Sorry to bother you again, could you please generate a similar log for standalone synthseg as well? I am having trouble detecting the GPUs on openmind with the original virtual environment. While I managed to do so on my machine at LCN, the generation is excruciatingly slow (stuck at generation). I reckon it may have to do with the updated drivers but I could be wrong. 🤷‍♂️

hvgazula commented 4 months ago

PS: I am afraid I won't be of much help if I cannot set things up to reproduce the issue on my end. 😐

hvgazula commented 4 months ago

Okay, two things-

I managed to detect a GPU with CUDA 10.1 and CUDNN-10.1(7.6.4) on opendmind. This, so I could generate samples in the original SynthSeg environment using TF 2.2.0 and as I mentioned earlier, the generation is stuck.
I used the current nobrainer environment (TF 2.15 and the latest and greatest CUDA/CUDNN as provided by pip install tensorflow[and-gpu]) and observed a similar memory growth with the standalone synthseg.

Point 2 coupled with how I integrated synthseg (tentatively) points to TF (not nobrainer) as the source of memory leak.
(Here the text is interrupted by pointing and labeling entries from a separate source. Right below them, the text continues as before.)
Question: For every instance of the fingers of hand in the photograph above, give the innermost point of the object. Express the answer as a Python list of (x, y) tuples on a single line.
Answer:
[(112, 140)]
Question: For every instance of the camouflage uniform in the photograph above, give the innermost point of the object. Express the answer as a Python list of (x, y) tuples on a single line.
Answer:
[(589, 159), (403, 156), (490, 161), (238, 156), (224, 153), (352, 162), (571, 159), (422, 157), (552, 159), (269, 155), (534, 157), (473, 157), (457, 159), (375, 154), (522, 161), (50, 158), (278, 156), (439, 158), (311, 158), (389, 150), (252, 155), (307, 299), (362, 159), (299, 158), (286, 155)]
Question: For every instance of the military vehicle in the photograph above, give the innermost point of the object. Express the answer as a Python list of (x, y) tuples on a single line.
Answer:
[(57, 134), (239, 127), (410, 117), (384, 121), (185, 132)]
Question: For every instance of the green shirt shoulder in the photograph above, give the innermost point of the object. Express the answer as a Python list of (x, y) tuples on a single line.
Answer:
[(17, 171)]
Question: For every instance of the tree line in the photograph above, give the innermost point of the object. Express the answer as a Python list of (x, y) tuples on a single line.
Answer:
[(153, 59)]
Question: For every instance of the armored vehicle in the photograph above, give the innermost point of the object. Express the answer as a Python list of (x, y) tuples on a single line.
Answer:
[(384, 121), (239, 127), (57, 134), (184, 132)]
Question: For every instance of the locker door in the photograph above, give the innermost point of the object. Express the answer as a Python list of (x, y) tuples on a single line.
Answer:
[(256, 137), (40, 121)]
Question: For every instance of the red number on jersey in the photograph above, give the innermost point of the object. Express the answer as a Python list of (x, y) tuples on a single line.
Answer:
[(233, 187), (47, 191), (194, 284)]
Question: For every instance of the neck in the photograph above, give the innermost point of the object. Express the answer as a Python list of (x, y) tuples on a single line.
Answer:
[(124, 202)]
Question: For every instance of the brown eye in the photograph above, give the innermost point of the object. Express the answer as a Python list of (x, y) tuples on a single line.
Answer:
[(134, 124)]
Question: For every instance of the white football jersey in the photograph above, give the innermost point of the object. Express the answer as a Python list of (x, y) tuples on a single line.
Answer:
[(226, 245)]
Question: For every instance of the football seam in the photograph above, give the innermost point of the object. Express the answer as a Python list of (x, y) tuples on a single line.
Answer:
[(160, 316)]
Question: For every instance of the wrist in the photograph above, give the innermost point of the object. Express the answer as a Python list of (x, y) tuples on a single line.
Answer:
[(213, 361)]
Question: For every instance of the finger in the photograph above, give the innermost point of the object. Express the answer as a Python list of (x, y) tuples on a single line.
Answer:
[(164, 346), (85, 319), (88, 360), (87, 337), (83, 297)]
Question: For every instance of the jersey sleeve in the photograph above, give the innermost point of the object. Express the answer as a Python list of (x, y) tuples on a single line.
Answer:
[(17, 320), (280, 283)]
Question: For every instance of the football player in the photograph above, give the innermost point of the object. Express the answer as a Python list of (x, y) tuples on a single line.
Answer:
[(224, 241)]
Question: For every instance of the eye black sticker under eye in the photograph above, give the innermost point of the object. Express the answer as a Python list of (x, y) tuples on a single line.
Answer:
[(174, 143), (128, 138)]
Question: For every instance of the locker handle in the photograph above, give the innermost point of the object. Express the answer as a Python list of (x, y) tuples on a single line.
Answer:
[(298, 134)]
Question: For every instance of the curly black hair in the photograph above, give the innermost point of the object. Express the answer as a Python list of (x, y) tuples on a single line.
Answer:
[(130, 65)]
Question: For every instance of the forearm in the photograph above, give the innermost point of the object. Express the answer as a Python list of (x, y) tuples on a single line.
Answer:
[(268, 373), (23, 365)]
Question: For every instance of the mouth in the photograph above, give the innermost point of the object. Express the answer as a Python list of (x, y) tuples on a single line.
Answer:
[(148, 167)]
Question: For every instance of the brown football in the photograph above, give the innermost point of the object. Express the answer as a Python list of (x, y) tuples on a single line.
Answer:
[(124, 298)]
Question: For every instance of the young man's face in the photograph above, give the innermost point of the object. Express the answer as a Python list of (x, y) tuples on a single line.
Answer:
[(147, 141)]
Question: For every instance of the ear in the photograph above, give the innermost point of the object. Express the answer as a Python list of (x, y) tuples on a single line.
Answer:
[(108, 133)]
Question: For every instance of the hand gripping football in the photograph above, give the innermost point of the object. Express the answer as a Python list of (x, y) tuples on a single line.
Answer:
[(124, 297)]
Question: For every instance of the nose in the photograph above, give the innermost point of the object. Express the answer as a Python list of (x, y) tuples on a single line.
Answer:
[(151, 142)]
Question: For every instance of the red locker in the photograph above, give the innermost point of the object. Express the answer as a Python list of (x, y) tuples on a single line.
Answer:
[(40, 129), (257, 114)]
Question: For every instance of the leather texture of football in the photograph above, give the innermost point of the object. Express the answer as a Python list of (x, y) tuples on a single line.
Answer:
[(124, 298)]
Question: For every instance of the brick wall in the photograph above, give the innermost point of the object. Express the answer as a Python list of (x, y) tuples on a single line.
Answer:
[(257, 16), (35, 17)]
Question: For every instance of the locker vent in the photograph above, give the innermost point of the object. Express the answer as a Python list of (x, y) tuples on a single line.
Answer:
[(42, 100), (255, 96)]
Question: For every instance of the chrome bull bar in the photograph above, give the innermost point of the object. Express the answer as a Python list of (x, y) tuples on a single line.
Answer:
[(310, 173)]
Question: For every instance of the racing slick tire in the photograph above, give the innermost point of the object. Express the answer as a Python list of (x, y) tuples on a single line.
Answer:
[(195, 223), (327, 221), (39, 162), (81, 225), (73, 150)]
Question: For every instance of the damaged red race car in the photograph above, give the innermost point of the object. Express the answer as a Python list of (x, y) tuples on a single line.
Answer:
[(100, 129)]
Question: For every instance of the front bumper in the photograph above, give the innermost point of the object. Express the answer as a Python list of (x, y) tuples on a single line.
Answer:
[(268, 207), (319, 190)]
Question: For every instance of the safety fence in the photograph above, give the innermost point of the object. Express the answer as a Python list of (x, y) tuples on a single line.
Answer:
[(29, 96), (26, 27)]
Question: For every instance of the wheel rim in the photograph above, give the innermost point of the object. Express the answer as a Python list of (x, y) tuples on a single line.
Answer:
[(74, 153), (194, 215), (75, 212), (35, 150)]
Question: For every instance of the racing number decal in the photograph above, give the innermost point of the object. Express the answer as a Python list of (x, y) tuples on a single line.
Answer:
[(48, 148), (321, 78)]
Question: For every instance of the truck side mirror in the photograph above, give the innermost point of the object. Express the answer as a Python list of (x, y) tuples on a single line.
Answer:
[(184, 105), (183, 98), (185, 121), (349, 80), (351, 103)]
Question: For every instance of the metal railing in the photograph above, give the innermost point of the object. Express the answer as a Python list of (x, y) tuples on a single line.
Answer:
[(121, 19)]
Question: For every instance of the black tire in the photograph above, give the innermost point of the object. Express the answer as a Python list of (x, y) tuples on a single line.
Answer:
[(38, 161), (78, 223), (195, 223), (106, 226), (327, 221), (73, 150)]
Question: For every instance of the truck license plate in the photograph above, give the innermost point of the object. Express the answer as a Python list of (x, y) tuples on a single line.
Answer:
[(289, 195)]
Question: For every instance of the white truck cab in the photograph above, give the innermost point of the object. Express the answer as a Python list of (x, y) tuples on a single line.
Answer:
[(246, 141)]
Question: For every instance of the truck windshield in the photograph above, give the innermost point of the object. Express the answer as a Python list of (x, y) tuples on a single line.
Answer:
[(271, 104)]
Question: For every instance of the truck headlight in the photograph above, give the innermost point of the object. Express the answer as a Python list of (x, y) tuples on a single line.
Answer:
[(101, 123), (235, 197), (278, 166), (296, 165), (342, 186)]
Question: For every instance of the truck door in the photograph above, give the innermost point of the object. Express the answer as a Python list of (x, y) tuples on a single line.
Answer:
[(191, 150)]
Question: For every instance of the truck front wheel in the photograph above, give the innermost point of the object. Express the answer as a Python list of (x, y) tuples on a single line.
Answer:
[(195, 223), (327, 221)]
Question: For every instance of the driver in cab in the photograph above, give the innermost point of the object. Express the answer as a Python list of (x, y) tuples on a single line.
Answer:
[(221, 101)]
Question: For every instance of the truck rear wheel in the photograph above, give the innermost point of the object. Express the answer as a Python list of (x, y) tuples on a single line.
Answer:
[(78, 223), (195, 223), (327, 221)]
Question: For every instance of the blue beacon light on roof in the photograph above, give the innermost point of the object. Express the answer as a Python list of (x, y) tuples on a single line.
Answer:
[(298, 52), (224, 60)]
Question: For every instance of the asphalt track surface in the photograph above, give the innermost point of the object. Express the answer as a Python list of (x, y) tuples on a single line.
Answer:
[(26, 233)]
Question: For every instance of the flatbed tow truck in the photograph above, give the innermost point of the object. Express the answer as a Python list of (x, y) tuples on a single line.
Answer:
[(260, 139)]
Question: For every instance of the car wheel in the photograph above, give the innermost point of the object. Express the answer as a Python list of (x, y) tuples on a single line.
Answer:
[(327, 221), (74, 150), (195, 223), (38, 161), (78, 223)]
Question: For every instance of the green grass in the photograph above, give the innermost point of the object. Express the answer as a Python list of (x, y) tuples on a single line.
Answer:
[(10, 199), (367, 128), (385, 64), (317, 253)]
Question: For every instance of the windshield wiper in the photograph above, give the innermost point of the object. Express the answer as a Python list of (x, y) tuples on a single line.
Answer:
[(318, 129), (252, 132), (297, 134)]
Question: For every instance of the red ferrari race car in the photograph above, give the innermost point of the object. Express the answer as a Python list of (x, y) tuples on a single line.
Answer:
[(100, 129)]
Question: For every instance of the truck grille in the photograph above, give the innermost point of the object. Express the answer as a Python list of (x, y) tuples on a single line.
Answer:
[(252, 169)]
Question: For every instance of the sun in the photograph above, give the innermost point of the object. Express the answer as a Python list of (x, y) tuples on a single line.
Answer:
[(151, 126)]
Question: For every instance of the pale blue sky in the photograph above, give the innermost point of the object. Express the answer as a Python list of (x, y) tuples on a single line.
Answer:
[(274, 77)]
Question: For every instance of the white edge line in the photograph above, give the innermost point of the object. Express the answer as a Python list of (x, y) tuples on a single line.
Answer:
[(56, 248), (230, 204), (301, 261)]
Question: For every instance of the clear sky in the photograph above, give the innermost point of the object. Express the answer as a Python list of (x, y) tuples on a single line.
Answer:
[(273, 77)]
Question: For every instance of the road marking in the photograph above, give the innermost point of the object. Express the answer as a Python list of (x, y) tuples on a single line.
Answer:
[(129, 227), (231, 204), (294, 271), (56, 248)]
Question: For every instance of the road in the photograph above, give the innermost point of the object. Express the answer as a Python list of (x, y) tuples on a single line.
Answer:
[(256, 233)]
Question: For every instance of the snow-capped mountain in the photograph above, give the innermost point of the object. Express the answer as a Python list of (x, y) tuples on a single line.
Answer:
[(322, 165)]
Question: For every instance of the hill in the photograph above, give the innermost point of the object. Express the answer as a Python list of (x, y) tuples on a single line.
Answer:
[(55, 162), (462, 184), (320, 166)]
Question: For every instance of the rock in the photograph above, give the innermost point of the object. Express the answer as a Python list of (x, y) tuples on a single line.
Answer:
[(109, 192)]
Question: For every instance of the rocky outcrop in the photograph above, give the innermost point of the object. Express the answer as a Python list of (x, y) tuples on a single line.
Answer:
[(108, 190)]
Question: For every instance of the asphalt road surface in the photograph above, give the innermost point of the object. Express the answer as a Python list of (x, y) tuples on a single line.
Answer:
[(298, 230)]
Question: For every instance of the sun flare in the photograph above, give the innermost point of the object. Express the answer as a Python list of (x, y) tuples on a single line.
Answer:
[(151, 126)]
Only a successful run of point 1 (running the standalone synthseg on a GPU with old drivers) can prove or disprove this with certainty.

Once again, Are you 100% sure this leak wasn't observed with the older version of TF 2.2?

Thoughts from anyone reading this are appreciated. :)

hvgazula commented 4 months ago

I think I found the source of the leak. The keyword is "generator" :). The concept of "gc" takes a hit with generators for obvious reasons- "state preservation". The predict method in tf/keras creates a data generator with one data item each time it is called and doesn't release memory. So, changing here

[image, labels] = self.labels_to_image_model.predict(model_inputs)
yield image, labels

to

[image, labels] = self.labels_to_image_model(model_inputs)
yield image.numpy(), labels.numpy()

will do the job.

See

and

You will notice that the GPU memory jumped after one sample..but otherwise it is consistent from there on...and more importantly there is no increase in the CPU memory. It is pretty stable unlike what has been seen before.

For more info, please refer to https://stackoverflow.com/questions/64199384/tf-keras-model-predict-results-in-memory-leak

PS: My experimentation is not extensive but please test this rigorously and close this issue when you are happy with the results. If you concur with my observations, I will reach out to Benjamin or Eugenio about this leak. I wonder what implications it has for training.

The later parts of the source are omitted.